While addressing the media during his end-of-season press conference, Toronto Blue Jays general manager Ross Atkins spoke on the decision to remove Jose Berrios during the team's Game 2 loss to the Minnesota Twins.
While he said that he "was surprised that [Berrios] was coming out," Atkins said, "we stand by John [Schneider's] decisions."
"The thought process occurred to lean into our pitching as heavily as you could based on the three-game series, the depth of our starting pitching, having Yusei [Kikuchi] as someone opposite handed of the starter would allow us to hopefully get their right-handed hitters into the game to better deploy our very strong bullpen at the end of the game," Atkins said of what went into the decision.
In the days since the Blue Jays' playoff exit, there has been some question about the decision-making process for in-game moves and how the information flows from the front office to the dugout.
"Schneider has a group of individuals that he prepares with every day. His process, routine, his preparation was no different that day," Atkins said. "The group is the staff that's on the field. It's not the front office. I do not attend these meetings and do not make those decisions."
"When Yusei was getting warm in the first inning, it was very clear that we had a strategy to potentially deploy. There was no plan to concretely deploy that. John Schneider made that decision."
Berrios was removed from the game after pitching three scoreless innings while striking out five and allowing just four baserunners, with, by all accounts, some of his best stuff since being traded to Toronto.
The team turned to Kikuchi in the bottom of the fourth, with three of the next four scheduled Twins hitters taking their swings from the left side of the plate. The Blue Jays' left-handed starter would end up having to face just five straight righties after Minnesota made two substitutions. The Twins pushed across their two runs of the game with Kikuchi on the mound in the inning.
Atkins called the decision "very courageous," but that he ultimately understood the strategy in the moment and doesn't believe in hindsight or second guessing.

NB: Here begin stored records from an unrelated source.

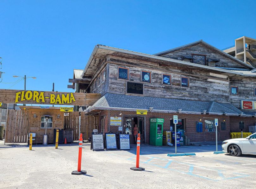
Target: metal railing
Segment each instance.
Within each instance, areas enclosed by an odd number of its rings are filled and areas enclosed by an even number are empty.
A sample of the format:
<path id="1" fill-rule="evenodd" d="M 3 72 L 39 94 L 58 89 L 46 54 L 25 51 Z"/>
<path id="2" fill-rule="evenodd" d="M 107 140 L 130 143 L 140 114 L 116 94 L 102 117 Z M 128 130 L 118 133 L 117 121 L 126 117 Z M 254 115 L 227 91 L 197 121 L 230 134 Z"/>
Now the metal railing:
<path id="1" fill-rule="evenodd" d="M 244 48 L 241 48 L 241 49 L 238 49 L 236 50 L 236 53 L 240 53 L 241 52 L 243 52 L 244 51 Z"/>
<path id="2" fill-rule="evenodd" d="M 225 48 L 225 49 L 222 49 L 221 50 L 225 50 L 227 49 L 230 49 L 230 48 L 232 48 L 232 47 L 234 47 L 235 46 L 235 45 L 232 45 L 232 46 L 230 46 L 230 47 L 227 47 L 227 48 Z"/>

The Blue Jays mustered just one run and one extra-base hit in the series, something the general manager pointed to as being a larger issue — not just in the playoffs — for the team all year.
"Working through the different levers to pulls and opportunities on which relievers to use is a very cumbersome exercise," Atkins said. "I believe that [Schneider] and Pete [Walker] ... have done an exceptional job this year of utilizing and deploying our pitching.
"Preventing runs was not our problem in the playoff series. It wasn't our problem over the course of the year."